Small Business Bankruptcies Under Subchapter V
A new provision of the Bankruptcy Code covering small businesses took effect in February 2020. Referred to as "Subchapter V," it provides a streamlined process for reorganization of businesses under a certain debt threshold. This article focuses on issues revealed in case law since the law took effect.
January 19, 2021 at 11:30 AM
8 minute read
A new provision of the Bankruptcy Code covering small businesses took effect in February 2020. Referred to as "Subchapter V," it provides a streamlined process for reorganization of businesses under a certain debt threshold. 11 U.S.C. §§1181-1191. As part of the CARES Act response to the coronavirus passed in March, Congress amended Subchapter V through March 2021 only, to raise the initial debt threshold of $2,725,625 to $7.5 million.

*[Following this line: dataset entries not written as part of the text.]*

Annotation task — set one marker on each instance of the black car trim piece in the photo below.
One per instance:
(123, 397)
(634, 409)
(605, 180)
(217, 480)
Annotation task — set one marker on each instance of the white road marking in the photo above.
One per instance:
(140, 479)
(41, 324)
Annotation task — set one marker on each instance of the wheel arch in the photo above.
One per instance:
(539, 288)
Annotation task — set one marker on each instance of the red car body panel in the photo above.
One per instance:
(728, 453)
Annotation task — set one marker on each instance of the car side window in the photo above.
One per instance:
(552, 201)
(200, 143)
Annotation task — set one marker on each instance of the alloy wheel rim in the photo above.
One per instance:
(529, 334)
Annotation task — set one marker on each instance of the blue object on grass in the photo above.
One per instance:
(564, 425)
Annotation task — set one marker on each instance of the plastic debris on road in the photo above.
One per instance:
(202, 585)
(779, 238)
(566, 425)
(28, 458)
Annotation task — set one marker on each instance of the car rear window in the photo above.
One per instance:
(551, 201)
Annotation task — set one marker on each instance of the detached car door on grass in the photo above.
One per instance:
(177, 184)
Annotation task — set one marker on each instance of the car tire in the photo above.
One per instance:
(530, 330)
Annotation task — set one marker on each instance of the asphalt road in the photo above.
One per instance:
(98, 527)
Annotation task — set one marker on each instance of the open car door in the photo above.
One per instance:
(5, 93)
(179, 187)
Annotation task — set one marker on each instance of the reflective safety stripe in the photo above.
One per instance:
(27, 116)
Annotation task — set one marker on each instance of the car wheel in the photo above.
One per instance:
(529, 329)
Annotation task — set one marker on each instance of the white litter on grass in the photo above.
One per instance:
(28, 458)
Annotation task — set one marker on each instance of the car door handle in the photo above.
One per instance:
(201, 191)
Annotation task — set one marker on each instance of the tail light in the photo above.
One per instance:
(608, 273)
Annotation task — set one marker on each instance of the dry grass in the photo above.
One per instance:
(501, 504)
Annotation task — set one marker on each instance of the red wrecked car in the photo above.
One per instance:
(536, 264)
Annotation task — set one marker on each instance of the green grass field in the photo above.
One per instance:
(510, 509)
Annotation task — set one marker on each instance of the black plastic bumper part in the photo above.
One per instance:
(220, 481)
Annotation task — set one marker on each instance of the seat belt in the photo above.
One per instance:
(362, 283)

Within 90 days of a bankruptcy filing, Subchapter V debtors must file a plan providing for payments to creditors over a three to five-year period. The payments must equal the debtor's "disposable income," defined below. 11 U.S.C. §1191(d). Subchapter V eases or eliminates some of the critical hurdles faced by Chapter 11 debtors in confirming a plan. Under Subchapter V, normally no disclosure statement is required, no official creditors' committee is formed, administrative expenses may be paid after a plan is confirmed, the debtor has an unlimited exclusive right to file a plan, and a vote of creditors is not required to confirm a plan. Also, unlike under Chapter 11, debtors may retain equity in their business without the consent of creditors even if creditors are not paid in full. This article focuses on issues revealed in case law since the law took effect.
|Eligibility
In re Serendipity Labs, 2020 Bankr. LEXIS 3164 (Bankr. N.D. Ga. Oct. 19, 2020) determined a debtor was ineligible for Subchapter V because it was an "affiliate" of an "issuer" under Bankruptcy Code §1182(1)(B)(iii). An "affiliate," under the Code, includes an "entity that directly or indirectly owns, controls, or holds with power to vote, 20 percent or more of the outstanding voting securities of the debtor." 11 U.S.C. §101(2)(A). In this case, Steelcase, a public company (by definition, an "issuer" under the Securities Act), owns 27% of debtor Serendipity's voting securities, rendering the debtor ineligible for Subchapter V treatment. The debtor argued the relevant percentage was 6.51%—the percentage of Steelcase's shares authorized to vote on debtor's bankruptcy. The court rejected this, holding under the plain meaning of the statute, "An entity that owns 20% or more of the voting securities of a chapter 11 debtor is an affiliate of the debtor, whether or not it has the power to vote those securities" (quoting In re Interlink Home Health Care, 283 B.R. 429, 439 (Bankr. N.D. Tex. 2002)).